Mental Abnormalities with Language Impairment
Other Disorders
Children with autism spectrum disorders may demonstrate language impairment – not only in their verbal expression, but also in their facial and bodily communication, such as failure to point. In many cases, nonsensical repetitions (stereotypies), idiosyncrasies, and echolalia overwhelm their speech. These children often fail to appreciate the nuance and affective components of language. In girls with Rett syndrome, language begins to regress after several years of normal development (see Chapter 13). Despite the possibility of a neurologic condition being responsible, when language regression appears in children, particularly boys and those younger than 3 years, they face a high probability of having an autistic disorder.

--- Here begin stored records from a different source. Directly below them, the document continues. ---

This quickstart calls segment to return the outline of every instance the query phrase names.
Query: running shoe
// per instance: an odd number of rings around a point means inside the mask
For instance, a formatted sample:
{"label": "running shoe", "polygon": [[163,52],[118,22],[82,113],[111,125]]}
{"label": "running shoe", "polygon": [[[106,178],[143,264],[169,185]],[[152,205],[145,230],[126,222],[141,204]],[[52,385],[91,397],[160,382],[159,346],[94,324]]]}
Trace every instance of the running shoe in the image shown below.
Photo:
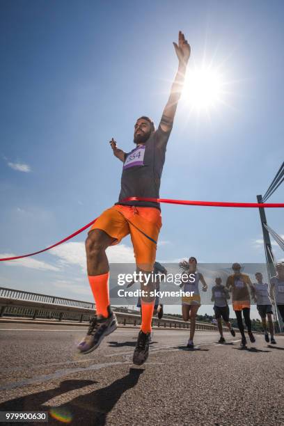
{"label": "running shoe", "polygon": [[143,333],[142,330],[140,330],[134,353],[133,354],[134,364],[142,365],[147,360],[149,355],[150,338],[150,333]]}
{"label": "running shoe", "polygon": [[163,309],[163,305],[160,305],[160,309],[158,312],[158,318],[159,320],[161,320],[161,318],[163,317],[164,315],[164,309]]}
{"label": "running shoe", "polygon": [[255,342],[255,338],[253,336],[253,334],[252,333],[252,332],[251,331],[248,331],[248,334],[249,340],[251,340],[251,342],[252,343],[254,343]]}
{"label": "running shoe", "polygon": [[118,328],[116,317],[110,306],[107,307],[107,318],[95,315],[90,321],[87,334],[77,346],[81,354],[89,354],[94,351],[106,336],[109,336]]}
{"label": "running shoe", "polygon": [[242,338],[241,347],[246,347],[246,338]]}

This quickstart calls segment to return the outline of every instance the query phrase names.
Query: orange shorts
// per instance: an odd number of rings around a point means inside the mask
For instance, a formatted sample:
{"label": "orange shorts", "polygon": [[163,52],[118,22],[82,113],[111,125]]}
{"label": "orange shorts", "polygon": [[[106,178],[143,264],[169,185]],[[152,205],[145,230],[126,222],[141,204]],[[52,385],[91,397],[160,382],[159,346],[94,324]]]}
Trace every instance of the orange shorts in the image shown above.
{"label": "orange shorts", "polygon": [[112,245],[118,244],[130,234],[138,267],[152,271],[161,227],[159,209],[116,205],[97,218],[89,232],[94,229],[104,231],[116,239]]}
{"label": "orange shorts", "polygon": [[251,308],[251,302],[248,300],[232,301],[232,309],[234,310],[242,310],[245,308]]}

Mutism and other apparent language abnormalities are frequently manifestations of psychogenic disturbances (see Chapter 3). In these cases, apparent language impairment is usually inconsistent and amenable to suggestion. Acquired stuttering also often indicates a psychogenic impairment. For example, a patient with psychogenic aphasia might stutter and seem to be at a loss for words, but communicate normally by writing. An amobarbital infusion during an interview might reveal perfectly intact language function.